Ta-Kominion rodeado ahora por una multitud vociferante, señaló con su daga y levantó la voz por encima del alboroto.

—¡Ahora habéis visto con vuestros propios ojos! ¡El Señor Shardik ha vuelto con los suyos! ¡Seguidme y luchad por Shardik!

—¡Se va, se va! —gritó una voz.

—¿Se va? ¡Por supuesto que se va! —dijo Ta-Kominion—. ¡Va a donde habremos de seguirlo… a Bekla! ¡El ya sabe que Ortelga es prácticamente suya! ¡Os está tratando de decir que no debéis perder tiempo! ¡Seguidme!

—¡Shardik, Shardik! —gritaba la Multitud. Ta-Kominion se puso a la cabeza de ellos y enderezó hacia el Sindrad. Kelderek oyó los gritos, que se convertían en un rugido. Nuevo humo se levantó, seguido por los ruidos, inconfundibles de una refriega, órdenes, entrechoque de armas, palabrotas y los gritos de hombres heridos. Recogió una estera tejida de trabazón recia, que estaba entre una pila de leña, y se la ató al brazo izquierdo para usarla como escudo. La tarea no era fácil y tuvo que arrodillarse y tironear y forcejear el entretejido de mimbre.

Al levantar la mirada, encontró a Tuguinda a su lado. Tenía la ropa seca, pero la ceniza negra, polvorienta, que flotaba en el aire, le había tiznado la cara y los brazos y ensuciado el pelo. Aunque llevaba un arco ya preparado y unas cuantas flechas, parecía indiferente a la pelea, que estaba llenando toda la ciudad con su clamor. No dijo nada, pero se quedó de pie mirándolo.
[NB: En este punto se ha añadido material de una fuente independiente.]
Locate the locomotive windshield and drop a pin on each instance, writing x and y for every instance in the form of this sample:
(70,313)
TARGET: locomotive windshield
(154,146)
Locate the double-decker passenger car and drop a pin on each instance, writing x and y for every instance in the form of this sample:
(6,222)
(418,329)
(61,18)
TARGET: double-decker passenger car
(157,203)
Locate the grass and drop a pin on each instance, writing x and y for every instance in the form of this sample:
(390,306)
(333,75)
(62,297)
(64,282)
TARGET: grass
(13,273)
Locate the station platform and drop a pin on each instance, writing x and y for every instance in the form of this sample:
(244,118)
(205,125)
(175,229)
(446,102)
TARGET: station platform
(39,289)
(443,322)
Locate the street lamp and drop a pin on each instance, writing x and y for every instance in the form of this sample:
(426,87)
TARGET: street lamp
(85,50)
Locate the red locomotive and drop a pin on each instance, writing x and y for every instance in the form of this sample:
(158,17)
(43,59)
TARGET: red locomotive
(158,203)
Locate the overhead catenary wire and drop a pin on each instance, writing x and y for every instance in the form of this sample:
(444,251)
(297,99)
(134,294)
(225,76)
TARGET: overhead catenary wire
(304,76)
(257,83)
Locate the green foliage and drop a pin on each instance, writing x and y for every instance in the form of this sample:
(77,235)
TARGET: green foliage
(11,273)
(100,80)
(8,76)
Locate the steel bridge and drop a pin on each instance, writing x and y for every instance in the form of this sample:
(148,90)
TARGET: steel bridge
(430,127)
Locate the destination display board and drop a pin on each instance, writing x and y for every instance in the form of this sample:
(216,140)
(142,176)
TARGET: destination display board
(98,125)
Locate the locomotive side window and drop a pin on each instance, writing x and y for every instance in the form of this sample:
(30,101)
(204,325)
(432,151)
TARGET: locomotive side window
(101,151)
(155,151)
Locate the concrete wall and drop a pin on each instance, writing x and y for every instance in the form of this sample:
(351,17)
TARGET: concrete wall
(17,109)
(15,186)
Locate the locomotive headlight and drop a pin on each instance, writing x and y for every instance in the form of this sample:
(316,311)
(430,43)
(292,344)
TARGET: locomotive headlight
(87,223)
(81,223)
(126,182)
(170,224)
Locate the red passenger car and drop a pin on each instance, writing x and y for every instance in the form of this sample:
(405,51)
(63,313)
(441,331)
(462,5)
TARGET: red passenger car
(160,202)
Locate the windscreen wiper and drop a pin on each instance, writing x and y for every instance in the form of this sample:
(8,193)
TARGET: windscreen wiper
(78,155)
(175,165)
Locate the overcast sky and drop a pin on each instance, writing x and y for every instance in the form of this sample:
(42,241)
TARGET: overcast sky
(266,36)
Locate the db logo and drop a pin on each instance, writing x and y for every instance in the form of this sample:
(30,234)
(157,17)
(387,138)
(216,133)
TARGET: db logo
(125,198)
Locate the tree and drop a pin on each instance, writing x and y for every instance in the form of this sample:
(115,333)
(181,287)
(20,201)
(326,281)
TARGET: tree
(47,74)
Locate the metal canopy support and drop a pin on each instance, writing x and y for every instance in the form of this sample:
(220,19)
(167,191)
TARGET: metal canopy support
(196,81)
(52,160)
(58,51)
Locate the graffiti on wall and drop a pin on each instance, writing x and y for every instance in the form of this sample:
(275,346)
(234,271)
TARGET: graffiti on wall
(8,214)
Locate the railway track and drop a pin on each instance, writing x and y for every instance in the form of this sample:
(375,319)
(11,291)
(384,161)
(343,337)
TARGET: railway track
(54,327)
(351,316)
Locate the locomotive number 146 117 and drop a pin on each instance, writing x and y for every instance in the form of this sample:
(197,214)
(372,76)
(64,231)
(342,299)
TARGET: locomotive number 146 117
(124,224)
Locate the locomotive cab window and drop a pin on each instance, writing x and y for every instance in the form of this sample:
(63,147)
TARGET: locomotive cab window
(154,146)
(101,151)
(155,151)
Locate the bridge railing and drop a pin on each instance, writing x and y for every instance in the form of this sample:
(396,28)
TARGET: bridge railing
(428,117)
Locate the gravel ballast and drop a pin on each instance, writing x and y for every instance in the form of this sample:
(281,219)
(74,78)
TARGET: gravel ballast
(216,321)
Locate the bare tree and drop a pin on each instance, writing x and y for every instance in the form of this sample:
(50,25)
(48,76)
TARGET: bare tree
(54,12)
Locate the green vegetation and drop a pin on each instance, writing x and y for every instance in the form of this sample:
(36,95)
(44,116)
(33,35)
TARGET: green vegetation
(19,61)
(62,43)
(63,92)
—Debo ir a luchar, säiyet —dijo él—. El joven barón va a creer que soy un cobarde. Tal vez esté apurado… no lo sé.

Ella no dijo nada y él se detuvo, mirándola y al mismo tiempo tratando de meter el brazo izquierdo más adentro de la abertura que había hecho en la estera.

—El Señor Shardik se va de Ortelga —dijo finalmente la Tuguinda.

—Säiyet, la lucha…

—Su trabajo aquí ha terminado… cualquiera que haya sido.

—¡Puedes oír que no es así! ¡No me detengas, säiyet, te lo ruego!

—Este puede ser el trabajo de otros. No es el nuestro.

Él la miró.

—¿Qué es nuestro trabajo? ¿No es acaso luchar por el Señor Shardik?

—Seguir al enviado de Dios.

Ella se dio vuelta y tomó el camino del río. Siempre vacilando, él vio que se agachaba y recogía algo entre las cenizas de la cabaña quemada. Ella quedó quieta un momento, pesando el objeto en la mano, y cuando se movió él pudo ver que era una cuchara de madera. Luego la Tuguinda se fue alejando entre el humo, bajando la pendiente de la costa. Kelderek dejó caer su estera, metió el cuchillo en el cinturón y la siguió. En la ribera Rantzay y Sheldra esperaban junto a la canoa que yacía entre los guijarros. Estaban contemplando el río y no le prestaron atención. Él siguió la mirada de ellas y vio a Shardik que estaba chapaleando en dirección de la tierra firme. Cerca, protegiéndose los ojos de la resolana, la Tuguinda estaba de pie en una foca chata y cuadrada que emergía de las aguas playas. Él le tomó el brazo y los dos se pusieron a seguir a Shardik a través del estrecho.